It is always fun and interesting to review our knowledges everytime we prepare for a technical interview. As time go, we explore several different new technologies that give us new things to learn and use. We might forget the “basic things” which we use less. In this post, I am gonna list down the fundamental knowledges that we definitely need for the SRE (Site Reliability Engineer) interview. Ah, if you are a DevOps, System Engineer or System Administrator this post is also useful for you :-).
The surveys show that Linux more pupular than Windows in server’s operation system market share. Many enterprise use Linux today, so definitely Linux is an important operation system every SRE should know. Even you are following Microsoft technologies, it is good to know about Linux and its open source tools. I don’t use Windows much so I am only gonna write about Linux and its related tooling and techniques :-).
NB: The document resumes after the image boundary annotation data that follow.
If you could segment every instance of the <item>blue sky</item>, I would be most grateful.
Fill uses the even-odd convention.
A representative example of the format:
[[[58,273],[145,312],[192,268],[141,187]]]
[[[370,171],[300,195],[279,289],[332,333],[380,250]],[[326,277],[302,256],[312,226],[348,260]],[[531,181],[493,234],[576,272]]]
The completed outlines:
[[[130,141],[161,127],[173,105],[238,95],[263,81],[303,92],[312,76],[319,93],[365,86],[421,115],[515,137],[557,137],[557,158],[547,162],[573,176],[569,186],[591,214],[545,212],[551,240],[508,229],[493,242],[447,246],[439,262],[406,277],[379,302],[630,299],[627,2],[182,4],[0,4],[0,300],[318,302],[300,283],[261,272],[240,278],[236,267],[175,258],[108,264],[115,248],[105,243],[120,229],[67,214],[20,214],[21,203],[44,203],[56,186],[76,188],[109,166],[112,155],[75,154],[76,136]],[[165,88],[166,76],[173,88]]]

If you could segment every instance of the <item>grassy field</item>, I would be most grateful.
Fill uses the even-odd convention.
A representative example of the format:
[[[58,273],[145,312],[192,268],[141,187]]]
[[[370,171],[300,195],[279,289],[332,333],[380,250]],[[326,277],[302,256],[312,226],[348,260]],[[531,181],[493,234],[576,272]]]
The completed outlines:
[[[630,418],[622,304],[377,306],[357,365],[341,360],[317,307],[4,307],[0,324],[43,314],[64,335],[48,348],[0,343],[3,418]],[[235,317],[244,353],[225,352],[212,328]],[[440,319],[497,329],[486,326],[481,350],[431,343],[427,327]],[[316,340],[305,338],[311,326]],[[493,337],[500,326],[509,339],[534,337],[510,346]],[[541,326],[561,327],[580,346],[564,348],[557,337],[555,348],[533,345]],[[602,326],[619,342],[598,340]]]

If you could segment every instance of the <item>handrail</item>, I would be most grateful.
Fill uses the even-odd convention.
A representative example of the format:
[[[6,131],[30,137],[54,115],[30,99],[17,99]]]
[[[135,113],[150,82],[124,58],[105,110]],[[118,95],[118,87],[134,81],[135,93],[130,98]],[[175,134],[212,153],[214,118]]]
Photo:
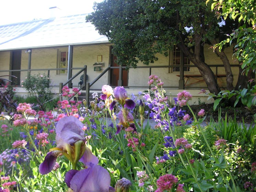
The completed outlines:
[[[71,82],[73,79],[77,77],[77,76],[78,76],[80,74],[81,74],[82,72],[84,72],[84,83],[83,83],[83,84],[81,86],[81,87],[79,89],[78,91],[80,91],[85,86],[85,82],[86,80],[86,73],[87,72],[87,65],[85,65],[84,66],[84,68],[82,68],[82,69],[81,69],[80,71],[79,71],[76,74],[75,74],[73,77],[71,77],[71,78],[67,81],[66,81],[64,83],[59,83],[59,93],[60,95],[60,94],[62,91],[62,88],[63,88],[63,86],[65,86],[69,82]],[[68,99],[68,100],[70,101],[74,97],[74,96],[73,96],[70,97]]]
[[[100,75],[98,76],[96,78],[92,81],[92,82],[90,84],[90,87],[91,86],[92,86],[93,84],[94,83],[95,83],[95,82],[97,81],[99,79],[100,79],[100,78],[102,76],[103,76],[103,75],[104,75],[105,73],[106,73],[107,71],[108,71],[111,68],[110,65],[109,65],[108,67],[107,68],[104,70],[103,71],[102,71],[102,72],[100,74]]]

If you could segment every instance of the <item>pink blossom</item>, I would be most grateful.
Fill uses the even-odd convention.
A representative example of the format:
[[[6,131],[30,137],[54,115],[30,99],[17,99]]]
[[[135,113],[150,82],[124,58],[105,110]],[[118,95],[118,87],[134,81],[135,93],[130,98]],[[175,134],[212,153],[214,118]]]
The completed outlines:
[[[13,125],[15,127],[18,127],[18,126],[23,126],[25,125],[26,123],[26,121],[24,118],[22,118],[21,119],[17,119],[15,120],[13,122]]]
[[[8,181],[10,179],[10,177],[1,177],[1,180],[2,181]]]
[[[189,115],[188,114],[186,114],[184,116],[183,116],[183,120],[185,121],[189,120],[189,118],[190,117]]]
[[[111,95],[113,94],[112,87],[108,85],[104,85],[102,86],[101,91],[103,94],[107,95],[107,98],[108,98]]]
[[[26,103],[19,103],[16,109],[17,112],[22,113],[27,109],[31,109],[31,105]]]
[[[198,112],[197,115],[200,117],[203,116],[204,115],[204,110],[202,109],[201,109],[200,111]]]
[[[170,191],[174,184],[178,182],[178,178],[171,174],[167,174],[160,176],[156,181],[158,188],[157,191],[163,192],[165,190]]]
[[[13,148],[20,148],[20,147],[25,147],[27,144],[27,142],[25,140],[17,140],[13,142],[12,144]]]
[[[6,129],[8,128],[8,126],[5,124],[3,124],[1,126],[2,128]]]
[[[36,135],[36,138],[38,140],[43,140],[46,139],[48,135],[49,134],[46,133],[39,133]]]
[[[192,99],[192,95],[186,91],[183,91],[177,95],[177,102],[181,107],[186,105],[188,102]]]
[[[12,181],[11,182],[7,182],[4,183],[2,184],[2,186],[3,187],[9,187],[10,186],[14,185],[16,184],[16,181]]]
[[[182,154],[182,153],[184,153],[185,152],[185,150],[184,149],[179,149],[178,150],[178,153],[180,154]]]
[[[223,146],[227,144],[227,141],[223,139],[220,139],[215,142],[215,145],[217,146],[217,148],[218,149],[220,149]]]
[[[188,140],[183,137],[182,137],[176,139],[175,141],[175,146],[176,147],[181,146],[185,146],[188,143]]]

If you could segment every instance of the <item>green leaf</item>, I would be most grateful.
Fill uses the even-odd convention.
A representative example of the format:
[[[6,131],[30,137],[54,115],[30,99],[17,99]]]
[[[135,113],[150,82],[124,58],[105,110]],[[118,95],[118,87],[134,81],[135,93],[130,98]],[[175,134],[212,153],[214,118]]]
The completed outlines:
[[[219,163],[214,164],[214,165],[221,169],[226,168],[226,163],[224,159],[224,156],[221,154],[219,159]]]
[[[203,181],[202,184],[200,184],[200,187],[204,191],[206,191],[208,189],[214,187],[213,185],[210,183],[208,183],[205,181]]]
[[[247,91],[247,89],[244,88],[241,91],[241,97],[242,97],[242,98],[244,98],[245,96]]]
[[[149,154],[149,155],[148,156],[149,162],[150,162],[151,163],[152,163],[152,162],[153,162],[153,160],[154,159],[155,153],[156,152],[156,147],[157,146],[157,143],[156,143],[151,150],[151,152],[150,152],[150,154]]]

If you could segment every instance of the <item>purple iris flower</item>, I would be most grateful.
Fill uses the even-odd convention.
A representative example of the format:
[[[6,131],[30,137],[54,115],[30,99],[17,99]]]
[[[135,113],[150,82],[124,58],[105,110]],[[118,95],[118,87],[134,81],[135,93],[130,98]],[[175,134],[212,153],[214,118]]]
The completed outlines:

There 2 books that I highly recommend you to read:
- The Linux Programming Interface: A Linux and UNIX System Programming Handbook by Michael Kerrisk
- Advanced Programming in the UNIX Environment, 3rd Edition by W. Richard Stevens and Stephen A. Rago
However, reading those big books will take time. You can also take a look at this blog for a quick tour about the Linux Kernel Internals.
Process: Each process provides the resources needed to execute a program. A process has a virtual address space, executable code, open handles to system objects, a security context, a unique process identifier, environment variables, a priority class, minimum and maximum working set sizes, and at least one thread of execution. Each process is started with a single thread, often called the primary thread, but can create additional threads from any of its threads.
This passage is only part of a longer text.